0. Introduction
0.1 Why Another Damn Preprocessor?
Because PHP sucks, Python rules, and I
wanted an easy HTML templating system with some of PHP's redeeming
features that can work in seamlessly with the PyWeb framework.
0.1. What Does PyHP Do?
If you've ever programmed in PHP,
you'll already have the general feel.
PyHP allows you to embed python code into HTML files, in a way which
works comfortably with graphical HTML editors like Mozilla Composer.
0.2 Philosophy
I looked at a lot of active web
frameworks, particularly python-based ones. While some of them made
good attempts to separate presentation from logic, they made the HTML
code subordinate to the python code. Or, the markup syntax was plain
ugly (sorry, Spyce people - I just can't get into enclosing all python
lines in double-brackets.
PyHP lets you design your websites visually and top-down.

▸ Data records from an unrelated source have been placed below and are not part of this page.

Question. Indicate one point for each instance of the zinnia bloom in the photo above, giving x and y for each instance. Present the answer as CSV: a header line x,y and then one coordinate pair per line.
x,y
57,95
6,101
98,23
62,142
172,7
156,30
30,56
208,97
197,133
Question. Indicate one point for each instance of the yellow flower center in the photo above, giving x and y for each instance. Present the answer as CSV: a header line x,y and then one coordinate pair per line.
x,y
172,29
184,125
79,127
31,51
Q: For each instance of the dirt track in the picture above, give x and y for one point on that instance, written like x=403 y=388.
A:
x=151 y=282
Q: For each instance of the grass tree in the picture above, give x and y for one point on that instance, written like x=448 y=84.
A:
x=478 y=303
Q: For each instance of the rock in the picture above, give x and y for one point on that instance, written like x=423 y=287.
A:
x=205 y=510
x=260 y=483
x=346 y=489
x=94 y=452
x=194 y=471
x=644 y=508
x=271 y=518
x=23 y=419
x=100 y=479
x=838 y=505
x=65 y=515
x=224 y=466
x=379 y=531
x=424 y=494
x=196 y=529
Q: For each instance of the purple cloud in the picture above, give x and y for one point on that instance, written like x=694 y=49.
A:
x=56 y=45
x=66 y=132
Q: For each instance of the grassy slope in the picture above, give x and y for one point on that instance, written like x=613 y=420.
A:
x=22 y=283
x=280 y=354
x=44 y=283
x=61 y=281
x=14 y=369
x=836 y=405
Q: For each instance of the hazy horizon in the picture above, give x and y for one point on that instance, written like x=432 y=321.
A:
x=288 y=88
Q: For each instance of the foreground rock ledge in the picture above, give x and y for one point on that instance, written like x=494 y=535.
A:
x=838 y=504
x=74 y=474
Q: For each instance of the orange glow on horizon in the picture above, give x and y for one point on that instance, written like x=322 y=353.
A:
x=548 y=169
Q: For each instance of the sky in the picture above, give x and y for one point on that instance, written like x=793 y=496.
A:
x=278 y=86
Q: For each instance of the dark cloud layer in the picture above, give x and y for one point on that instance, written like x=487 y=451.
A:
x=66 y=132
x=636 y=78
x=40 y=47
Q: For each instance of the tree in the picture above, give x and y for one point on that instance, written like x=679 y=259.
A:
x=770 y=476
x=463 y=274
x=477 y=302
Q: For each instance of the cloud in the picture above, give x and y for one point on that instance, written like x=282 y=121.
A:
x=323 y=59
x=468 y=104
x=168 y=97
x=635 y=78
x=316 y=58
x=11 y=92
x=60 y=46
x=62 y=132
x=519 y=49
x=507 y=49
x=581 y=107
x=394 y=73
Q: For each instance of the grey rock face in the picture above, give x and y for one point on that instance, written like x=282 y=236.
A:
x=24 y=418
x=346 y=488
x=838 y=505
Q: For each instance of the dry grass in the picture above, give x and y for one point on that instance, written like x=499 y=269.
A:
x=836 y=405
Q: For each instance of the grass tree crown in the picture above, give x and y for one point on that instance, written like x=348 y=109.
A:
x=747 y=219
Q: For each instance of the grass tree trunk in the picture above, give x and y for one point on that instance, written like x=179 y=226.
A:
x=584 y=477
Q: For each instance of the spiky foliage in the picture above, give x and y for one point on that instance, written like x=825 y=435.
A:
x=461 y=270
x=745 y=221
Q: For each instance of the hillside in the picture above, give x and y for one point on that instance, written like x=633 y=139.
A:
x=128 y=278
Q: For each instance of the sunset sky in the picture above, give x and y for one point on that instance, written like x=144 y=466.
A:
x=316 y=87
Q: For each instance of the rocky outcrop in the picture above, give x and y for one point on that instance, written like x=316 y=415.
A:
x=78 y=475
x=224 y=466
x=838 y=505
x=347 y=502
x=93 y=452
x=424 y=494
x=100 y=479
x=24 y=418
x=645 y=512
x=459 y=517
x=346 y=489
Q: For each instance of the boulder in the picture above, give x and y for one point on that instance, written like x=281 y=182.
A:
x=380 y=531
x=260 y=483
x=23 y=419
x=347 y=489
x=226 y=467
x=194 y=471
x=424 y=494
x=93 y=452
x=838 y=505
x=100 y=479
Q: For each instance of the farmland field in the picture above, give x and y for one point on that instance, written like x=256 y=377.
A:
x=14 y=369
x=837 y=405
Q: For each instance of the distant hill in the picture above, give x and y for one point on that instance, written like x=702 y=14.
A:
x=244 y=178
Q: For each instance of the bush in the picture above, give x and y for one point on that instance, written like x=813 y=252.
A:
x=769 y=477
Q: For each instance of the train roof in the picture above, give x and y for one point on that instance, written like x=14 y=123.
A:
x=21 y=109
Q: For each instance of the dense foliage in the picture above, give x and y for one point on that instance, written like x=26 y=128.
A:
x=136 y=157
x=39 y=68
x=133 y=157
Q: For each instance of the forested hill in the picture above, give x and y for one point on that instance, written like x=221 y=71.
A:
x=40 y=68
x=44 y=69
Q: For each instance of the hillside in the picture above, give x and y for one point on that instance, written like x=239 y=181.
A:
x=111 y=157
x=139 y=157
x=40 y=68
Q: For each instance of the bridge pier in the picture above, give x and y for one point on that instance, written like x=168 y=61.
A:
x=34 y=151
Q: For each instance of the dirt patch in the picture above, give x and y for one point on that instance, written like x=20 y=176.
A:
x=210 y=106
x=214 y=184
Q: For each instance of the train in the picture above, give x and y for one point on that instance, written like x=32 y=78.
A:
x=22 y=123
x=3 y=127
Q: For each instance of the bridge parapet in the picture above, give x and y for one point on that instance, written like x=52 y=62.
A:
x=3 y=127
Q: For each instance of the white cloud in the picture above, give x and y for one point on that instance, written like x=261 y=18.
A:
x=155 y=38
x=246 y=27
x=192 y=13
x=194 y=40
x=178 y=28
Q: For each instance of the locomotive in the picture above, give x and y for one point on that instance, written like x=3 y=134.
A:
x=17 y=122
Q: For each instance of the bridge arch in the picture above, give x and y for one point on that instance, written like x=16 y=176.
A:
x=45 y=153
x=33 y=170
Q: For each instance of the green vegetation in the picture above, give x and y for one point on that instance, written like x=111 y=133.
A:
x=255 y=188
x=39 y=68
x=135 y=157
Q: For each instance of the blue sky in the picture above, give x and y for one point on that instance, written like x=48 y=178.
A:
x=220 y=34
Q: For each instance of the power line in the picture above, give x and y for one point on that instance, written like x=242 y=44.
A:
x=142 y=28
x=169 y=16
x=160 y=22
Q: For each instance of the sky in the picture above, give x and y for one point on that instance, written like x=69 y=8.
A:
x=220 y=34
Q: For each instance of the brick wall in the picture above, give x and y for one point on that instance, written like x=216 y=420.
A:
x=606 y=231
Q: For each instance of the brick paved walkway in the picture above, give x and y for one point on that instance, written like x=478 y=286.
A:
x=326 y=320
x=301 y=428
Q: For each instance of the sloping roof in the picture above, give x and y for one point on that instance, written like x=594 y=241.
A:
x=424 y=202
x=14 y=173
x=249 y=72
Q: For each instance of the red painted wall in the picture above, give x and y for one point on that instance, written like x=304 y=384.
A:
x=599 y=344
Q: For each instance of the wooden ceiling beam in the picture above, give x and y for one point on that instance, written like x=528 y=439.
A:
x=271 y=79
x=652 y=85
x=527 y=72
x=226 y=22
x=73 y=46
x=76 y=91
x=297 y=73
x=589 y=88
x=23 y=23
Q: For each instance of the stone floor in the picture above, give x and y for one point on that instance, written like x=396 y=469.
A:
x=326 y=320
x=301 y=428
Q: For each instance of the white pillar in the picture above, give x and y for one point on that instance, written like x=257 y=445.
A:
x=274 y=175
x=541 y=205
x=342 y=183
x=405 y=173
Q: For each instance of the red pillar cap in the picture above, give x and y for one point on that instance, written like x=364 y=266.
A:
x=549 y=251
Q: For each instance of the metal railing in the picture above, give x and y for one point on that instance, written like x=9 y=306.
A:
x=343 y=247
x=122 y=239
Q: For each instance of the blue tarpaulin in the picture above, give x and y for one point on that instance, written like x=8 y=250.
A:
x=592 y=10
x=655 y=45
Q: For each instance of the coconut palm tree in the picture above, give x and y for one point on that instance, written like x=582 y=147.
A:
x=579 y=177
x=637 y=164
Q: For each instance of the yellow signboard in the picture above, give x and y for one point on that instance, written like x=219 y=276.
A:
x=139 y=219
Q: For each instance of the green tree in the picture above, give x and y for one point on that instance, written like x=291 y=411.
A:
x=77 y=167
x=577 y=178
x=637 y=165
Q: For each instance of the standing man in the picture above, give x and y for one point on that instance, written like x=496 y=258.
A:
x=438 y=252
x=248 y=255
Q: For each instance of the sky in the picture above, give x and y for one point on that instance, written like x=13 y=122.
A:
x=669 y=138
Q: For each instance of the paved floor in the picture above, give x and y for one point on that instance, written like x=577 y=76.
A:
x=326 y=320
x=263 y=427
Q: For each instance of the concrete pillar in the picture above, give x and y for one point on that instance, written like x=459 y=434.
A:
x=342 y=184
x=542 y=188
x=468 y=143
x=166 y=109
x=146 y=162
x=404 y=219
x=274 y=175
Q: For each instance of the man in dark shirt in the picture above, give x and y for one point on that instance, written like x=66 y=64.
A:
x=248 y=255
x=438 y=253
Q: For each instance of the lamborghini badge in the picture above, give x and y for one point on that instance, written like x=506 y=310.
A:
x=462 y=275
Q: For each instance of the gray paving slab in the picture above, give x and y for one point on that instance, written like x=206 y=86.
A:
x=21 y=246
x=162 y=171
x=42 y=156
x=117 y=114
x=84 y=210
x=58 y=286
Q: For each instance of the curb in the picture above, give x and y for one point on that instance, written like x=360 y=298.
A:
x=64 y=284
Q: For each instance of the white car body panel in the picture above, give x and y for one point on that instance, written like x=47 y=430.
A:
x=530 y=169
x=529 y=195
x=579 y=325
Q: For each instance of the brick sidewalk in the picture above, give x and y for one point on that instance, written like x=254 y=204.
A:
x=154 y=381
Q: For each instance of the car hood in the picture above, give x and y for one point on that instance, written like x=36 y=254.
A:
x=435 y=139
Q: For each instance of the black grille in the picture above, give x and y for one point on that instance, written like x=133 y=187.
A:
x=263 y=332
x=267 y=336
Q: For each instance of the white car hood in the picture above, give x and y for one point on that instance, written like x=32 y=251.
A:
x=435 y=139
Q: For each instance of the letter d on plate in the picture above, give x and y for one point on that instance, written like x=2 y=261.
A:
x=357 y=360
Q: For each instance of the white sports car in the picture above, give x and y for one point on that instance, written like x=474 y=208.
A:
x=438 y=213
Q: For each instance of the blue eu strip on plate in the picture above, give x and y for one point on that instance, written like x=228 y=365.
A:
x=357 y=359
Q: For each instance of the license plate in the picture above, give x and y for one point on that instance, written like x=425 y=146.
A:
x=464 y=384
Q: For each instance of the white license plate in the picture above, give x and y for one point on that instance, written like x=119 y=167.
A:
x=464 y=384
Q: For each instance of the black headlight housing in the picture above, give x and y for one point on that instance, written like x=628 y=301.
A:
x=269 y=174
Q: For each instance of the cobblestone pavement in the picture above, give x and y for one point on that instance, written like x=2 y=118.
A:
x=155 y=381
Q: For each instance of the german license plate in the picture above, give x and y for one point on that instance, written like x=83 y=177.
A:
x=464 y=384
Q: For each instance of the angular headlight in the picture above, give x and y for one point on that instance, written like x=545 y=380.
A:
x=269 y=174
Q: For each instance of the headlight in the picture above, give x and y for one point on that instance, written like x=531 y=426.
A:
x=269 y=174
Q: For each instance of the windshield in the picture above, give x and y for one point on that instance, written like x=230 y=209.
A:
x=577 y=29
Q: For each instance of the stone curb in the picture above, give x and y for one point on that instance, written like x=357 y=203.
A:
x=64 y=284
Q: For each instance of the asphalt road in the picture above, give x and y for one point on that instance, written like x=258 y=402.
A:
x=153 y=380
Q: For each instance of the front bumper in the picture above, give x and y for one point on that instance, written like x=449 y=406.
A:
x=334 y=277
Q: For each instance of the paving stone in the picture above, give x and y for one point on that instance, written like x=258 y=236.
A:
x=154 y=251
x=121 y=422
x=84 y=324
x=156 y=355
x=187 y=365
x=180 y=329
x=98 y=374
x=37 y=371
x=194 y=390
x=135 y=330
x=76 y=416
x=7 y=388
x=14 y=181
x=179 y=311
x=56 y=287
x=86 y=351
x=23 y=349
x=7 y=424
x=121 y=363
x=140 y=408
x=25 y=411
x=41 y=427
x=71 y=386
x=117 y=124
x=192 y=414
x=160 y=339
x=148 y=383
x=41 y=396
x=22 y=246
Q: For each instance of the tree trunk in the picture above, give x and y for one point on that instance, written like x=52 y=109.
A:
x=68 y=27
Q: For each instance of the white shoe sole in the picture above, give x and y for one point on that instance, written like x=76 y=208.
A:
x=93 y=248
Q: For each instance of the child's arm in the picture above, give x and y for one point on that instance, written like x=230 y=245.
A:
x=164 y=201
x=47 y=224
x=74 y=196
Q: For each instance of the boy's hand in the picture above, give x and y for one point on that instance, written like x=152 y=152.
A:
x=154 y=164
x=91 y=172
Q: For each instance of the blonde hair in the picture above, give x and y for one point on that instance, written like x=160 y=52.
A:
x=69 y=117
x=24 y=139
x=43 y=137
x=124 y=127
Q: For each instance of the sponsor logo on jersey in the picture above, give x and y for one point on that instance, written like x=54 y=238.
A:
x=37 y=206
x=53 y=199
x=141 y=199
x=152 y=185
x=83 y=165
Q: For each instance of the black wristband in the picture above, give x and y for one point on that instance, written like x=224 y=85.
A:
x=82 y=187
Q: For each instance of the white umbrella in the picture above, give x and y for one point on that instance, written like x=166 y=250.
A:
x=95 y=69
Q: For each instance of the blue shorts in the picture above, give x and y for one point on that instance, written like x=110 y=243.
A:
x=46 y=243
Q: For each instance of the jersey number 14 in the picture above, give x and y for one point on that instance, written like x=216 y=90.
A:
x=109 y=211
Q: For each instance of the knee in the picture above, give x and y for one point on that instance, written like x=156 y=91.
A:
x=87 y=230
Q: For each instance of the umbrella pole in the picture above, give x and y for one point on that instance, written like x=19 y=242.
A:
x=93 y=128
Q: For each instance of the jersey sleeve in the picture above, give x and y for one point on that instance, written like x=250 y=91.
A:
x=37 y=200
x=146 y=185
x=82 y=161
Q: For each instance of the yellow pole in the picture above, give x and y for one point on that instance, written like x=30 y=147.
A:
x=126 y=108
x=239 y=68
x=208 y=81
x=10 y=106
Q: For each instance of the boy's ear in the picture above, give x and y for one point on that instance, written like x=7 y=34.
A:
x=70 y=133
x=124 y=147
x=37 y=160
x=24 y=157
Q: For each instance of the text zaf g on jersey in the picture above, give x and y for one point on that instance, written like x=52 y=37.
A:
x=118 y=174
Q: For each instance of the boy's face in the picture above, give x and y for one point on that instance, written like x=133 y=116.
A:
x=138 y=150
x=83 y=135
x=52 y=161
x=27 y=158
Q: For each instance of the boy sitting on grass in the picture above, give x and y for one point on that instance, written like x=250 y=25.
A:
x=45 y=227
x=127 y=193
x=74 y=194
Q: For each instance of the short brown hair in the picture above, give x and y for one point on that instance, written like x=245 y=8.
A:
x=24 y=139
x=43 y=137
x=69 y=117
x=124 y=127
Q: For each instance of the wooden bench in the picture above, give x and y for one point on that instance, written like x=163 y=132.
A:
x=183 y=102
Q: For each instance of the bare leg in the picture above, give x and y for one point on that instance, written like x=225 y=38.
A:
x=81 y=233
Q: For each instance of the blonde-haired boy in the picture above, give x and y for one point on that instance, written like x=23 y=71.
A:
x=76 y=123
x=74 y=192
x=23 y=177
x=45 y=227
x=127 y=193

Typically you'd use your favourite HTML editor (be it Mozilla Composer,
Dreamweaver, Emacs/vi, Notepad, cat, dd,...) and create the visual
appearance of your page.
Then you just stick in markups to add any stuff that can vary - your
dynamic content.
So, the visual design drives the
whole process, and the python code is subordinate. As you create
nice re-usable bits of code, you would ideally factor it out and put it
into a snippets directory, where it can be shared between any number of
pages.
Therefore, you have the freedom to think
with your right brain, and keep a complete grasp of the big picture,
without constantly tripping over the menial i-dotting and t-crossing of
coding issues.
1. Usage
1.1 Quickstart
Let's look at a very minimal
PyHP-powered web page.
As you can see below, Python code is marked up with
<!--python ... --> comment
blocks.
Here we go:
#!/usr/bin/env pyhp
<!DOCTYPE HTML PUBLIC "-//W3C//DTD HTML 4.01 Transitional//EN" "http://www.w3.org/TR/html4/loose.dtd">
<html>
<head>
<title>My first PyHP page</title>
</head>
<body>
<h1>My First PhHP Page</h1>
Below should appear some python output.<br>
<!--python
print '<div style="color:green">Hi from Python!</div>'
-->
And here we are back in regular HTML
</body>
</html>
Ok, let's break it down:
- The #!/usr/bin/env
pyhp line tells your
web server to use PyHP to run this file. Note that this is only
essential if you are running PhHP directly via CGI.
- The <!--python
and --> are
special HTML comments that tell PyHP to execute what's inside as Python
code.
- the
python code print
'<div style=... should use print
statements to deliver up content which should be delivered.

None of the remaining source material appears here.